Highpoint was one of the first companies to offer capable and flexible storage controllers for mainstream markets. These components found their way onto enthusiast class motherboards, which had lacked storage features until a few years ago. Or, they were sold on controller cards to enable professional RAID capabilities at an affordable cost. However, the consolidation of the storage market resulted in ample availability of storage connectivity, from Serial ATA (SATA) for the mainstream to Serial Attached SCSI (SAS) for servers and workstations. Storage vendors such as Highpoint now focus on offering a better value for business customers than the more entrenched companies like Adaptec. We analyze two entry-level SAS RAID controllers to see how they compared.
RAID Controller Options
It has become tough for storage vendors to come up with controller or host bus adapters that can offer significantly better features than those of existing products. Host-based RAID controllers such as the RAIDCore controllers offer maximum flexibility, but they depend on the performance of their host systems. The software layer called VST Pro has been available for use with 3rd party storage controller such as Intel on-board controllers for a while. Most mainstream on-board RAID solutions are considered host-based RAID as well, by the way. Software RAID, which is entirely executed on a host operating system, is not always the best choice, as the storage array’s performance depends on its host.
Many people consider hardware-assisted RAID controllers the only real option if you take your storage seriously. So-called hardware RAID utilizes a dedicated controller card, which often comes with its own firmware and management tools, an accelerator chip for parity operation (XOR engine) and a dedicated cache memory. These controllers work on most operating systems (with drivers required), but they don’t require a lot of resources, unlike the solutions mentioned above.

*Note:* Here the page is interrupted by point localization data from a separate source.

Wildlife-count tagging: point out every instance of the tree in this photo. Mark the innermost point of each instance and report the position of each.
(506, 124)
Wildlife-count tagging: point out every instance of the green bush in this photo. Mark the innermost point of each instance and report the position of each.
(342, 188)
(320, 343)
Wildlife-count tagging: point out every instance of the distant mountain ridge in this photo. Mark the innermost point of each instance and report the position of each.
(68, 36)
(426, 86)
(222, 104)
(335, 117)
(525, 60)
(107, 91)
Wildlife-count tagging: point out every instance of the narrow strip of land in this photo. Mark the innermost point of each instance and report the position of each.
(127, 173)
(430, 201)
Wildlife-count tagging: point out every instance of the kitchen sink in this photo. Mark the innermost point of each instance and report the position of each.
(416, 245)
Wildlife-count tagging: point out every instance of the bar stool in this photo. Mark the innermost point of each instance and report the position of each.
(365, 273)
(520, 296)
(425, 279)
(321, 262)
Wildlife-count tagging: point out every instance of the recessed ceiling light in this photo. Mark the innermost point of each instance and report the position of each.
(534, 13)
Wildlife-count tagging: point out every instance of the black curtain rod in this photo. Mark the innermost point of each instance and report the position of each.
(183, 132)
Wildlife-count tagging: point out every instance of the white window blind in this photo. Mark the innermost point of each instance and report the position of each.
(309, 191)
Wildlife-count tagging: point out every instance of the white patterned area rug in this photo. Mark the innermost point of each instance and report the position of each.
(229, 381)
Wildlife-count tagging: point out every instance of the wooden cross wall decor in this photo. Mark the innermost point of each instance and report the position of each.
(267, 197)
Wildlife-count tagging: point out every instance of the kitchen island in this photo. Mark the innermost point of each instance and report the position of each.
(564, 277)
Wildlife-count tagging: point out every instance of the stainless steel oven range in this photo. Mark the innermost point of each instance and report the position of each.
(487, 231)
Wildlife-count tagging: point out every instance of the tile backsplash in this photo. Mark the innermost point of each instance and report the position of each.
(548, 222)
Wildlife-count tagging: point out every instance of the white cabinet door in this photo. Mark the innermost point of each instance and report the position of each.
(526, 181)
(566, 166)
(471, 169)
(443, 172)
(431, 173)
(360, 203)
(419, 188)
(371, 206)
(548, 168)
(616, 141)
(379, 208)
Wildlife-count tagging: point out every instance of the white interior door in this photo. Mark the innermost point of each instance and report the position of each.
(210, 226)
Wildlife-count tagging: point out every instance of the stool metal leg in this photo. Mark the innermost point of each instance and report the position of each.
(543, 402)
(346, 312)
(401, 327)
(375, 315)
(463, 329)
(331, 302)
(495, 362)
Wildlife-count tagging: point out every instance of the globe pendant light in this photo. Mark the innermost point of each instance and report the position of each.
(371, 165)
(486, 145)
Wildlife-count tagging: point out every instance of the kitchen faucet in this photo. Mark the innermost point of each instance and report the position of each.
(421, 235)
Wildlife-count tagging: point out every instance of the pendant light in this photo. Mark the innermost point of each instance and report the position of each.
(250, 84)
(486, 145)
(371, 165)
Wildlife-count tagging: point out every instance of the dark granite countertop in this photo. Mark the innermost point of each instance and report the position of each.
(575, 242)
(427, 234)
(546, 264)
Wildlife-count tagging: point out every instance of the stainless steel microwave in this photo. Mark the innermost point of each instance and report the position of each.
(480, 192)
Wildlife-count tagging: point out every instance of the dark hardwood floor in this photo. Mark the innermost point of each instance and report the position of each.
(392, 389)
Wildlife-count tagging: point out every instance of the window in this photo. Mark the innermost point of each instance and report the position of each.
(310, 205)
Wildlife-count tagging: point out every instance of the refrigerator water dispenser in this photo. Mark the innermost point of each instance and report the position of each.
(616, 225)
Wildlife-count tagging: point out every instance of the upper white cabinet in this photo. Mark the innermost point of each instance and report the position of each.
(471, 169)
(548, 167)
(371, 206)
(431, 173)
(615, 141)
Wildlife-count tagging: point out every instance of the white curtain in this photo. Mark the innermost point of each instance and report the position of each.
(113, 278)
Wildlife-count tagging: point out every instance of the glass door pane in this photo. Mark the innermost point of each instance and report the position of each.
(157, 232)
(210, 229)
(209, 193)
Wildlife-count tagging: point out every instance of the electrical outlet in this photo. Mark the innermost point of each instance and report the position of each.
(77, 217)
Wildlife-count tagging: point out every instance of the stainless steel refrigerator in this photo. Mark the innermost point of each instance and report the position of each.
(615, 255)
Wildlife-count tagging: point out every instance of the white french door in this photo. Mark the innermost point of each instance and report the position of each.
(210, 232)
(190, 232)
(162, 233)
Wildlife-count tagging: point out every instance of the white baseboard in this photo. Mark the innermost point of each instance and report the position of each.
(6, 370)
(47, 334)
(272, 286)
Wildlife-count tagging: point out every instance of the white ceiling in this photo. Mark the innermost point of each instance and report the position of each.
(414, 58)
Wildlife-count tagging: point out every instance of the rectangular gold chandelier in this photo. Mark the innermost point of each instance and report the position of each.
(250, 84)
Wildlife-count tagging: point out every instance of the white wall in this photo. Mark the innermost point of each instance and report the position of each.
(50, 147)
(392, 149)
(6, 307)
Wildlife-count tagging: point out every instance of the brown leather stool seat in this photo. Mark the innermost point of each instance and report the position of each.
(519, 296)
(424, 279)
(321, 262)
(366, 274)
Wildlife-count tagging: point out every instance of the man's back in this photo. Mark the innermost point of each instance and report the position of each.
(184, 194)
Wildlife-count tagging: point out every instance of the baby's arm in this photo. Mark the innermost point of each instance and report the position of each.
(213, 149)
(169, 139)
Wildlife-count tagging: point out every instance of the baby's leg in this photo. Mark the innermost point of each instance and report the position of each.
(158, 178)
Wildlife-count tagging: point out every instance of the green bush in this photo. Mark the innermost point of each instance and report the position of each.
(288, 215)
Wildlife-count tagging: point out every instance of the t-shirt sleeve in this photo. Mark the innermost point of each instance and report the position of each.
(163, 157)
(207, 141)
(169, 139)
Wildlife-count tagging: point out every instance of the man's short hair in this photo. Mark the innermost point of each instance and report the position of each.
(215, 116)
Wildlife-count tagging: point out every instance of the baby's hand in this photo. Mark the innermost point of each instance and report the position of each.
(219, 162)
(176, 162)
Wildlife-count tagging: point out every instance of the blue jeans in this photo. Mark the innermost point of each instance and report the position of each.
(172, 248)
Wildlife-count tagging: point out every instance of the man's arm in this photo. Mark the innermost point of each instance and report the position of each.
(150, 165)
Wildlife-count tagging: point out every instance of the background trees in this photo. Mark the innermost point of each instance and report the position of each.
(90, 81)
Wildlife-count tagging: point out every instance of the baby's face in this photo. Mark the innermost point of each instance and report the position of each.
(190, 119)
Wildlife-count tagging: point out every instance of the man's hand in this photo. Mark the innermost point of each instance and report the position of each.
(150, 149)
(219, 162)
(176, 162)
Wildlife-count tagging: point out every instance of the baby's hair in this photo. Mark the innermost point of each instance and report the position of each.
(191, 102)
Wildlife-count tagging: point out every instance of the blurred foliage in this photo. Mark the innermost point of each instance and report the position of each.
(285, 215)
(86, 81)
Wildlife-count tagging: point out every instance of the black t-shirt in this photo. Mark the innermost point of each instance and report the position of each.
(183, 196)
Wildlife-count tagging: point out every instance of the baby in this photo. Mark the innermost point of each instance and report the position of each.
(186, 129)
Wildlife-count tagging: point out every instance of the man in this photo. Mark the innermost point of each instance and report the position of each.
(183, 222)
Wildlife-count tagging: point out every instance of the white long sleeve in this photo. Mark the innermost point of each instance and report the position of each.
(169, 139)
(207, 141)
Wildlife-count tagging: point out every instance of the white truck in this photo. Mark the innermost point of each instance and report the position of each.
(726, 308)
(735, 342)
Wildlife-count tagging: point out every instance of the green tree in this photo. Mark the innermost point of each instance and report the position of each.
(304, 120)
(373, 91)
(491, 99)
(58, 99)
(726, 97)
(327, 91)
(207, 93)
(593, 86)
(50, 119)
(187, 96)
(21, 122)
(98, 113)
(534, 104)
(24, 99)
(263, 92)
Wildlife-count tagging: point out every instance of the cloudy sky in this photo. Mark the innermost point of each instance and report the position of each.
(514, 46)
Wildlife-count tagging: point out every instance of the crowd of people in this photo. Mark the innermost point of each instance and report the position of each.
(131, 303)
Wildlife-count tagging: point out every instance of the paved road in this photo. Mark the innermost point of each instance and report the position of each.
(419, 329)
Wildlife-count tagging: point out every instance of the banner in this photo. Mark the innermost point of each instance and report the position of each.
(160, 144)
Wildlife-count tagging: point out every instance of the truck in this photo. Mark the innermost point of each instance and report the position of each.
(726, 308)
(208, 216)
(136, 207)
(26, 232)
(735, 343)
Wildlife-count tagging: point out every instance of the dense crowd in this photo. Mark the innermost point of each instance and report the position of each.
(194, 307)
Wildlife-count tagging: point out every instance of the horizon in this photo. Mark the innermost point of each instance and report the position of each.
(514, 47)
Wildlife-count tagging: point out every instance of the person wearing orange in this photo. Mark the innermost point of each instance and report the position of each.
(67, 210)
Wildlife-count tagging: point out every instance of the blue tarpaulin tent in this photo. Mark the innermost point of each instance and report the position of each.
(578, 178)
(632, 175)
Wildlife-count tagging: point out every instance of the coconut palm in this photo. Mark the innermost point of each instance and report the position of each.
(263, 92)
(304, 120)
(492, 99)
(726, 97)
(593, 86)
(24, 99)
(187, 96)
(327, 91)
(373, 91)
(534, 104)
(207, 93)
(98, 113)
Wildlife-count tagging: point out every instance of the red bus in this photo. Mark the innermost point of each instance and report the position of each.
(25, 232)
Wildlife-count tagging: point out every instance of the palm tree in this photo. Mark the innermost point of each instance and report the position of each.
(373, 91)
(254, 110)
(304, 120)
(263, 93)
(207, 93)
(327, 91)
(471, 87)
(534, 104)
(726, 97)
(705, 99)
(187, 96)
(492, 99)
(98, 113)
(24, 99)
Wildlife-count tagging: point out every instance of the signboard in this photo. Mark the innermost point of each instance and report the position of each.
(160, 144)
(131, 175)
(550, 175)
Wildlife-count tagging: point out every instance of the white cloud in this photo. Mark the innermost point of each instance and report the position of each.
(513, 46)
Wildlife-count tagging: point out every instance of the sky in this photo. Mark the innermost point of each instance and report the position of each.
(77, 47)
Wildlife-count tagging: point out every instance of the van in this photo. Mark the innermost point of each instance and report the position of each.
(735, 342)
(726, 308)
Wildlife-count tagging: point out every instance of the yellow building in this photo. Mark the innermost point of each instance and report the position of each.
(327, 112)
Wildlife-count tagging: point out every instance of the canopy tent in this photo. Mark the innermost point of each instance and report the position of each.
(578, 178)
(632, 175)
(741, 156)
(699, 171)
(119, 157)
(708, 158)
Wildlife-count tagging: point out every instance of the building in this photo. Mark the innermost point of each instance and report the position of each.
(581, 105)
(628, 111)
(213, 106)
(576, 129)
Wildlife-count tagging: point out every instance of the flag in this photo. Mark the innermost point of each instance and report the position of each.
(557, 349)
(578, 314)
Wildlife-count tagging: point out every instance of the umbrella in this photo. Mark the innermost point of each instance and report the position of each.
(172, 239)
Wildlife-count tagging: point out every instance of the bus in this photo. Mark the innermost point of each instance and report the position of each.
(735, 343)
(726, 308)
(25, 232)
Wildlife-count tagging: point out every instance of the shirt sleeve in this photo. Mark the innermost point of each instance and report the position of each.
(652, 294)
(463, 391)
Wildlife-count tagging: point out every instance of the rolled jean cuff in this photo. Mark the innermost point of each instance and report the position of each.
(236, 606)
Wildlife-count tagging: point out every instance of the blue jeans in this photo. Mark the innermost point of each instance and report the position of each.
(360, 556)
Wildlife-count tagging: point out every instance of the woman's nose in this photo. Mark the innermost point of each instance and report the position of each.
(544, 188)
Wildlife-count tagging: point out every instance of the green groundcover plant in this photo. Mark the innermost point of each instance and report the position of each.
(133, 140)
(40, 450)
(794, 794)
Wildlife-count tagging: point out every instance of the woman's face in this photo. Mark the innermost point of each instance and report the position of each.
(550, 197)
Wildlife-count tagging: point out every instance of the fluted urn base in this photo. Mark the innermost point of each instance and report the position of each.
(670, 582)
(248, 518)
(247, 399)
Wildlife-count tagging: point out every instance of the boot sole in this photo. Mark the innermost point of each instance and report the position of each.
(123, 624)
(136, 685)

Is Budget RAID Good Enough?
Highpoint has been coming up with all sorts of unusual solutions, from small form factor host adapters (the Rocket RAID 2680 is only 3. 3 inches long) or SAS RAID controllers at SATA pricing. We decided to have a look at the Rocket RAID 2640X4, which is a sub-$150 4-port SAS controller with standard RAID capabilities for the PCI Express bus. Can it beat Adaptec’s entry-level 4-port SAS model RAID 5405, which costs roughly $350?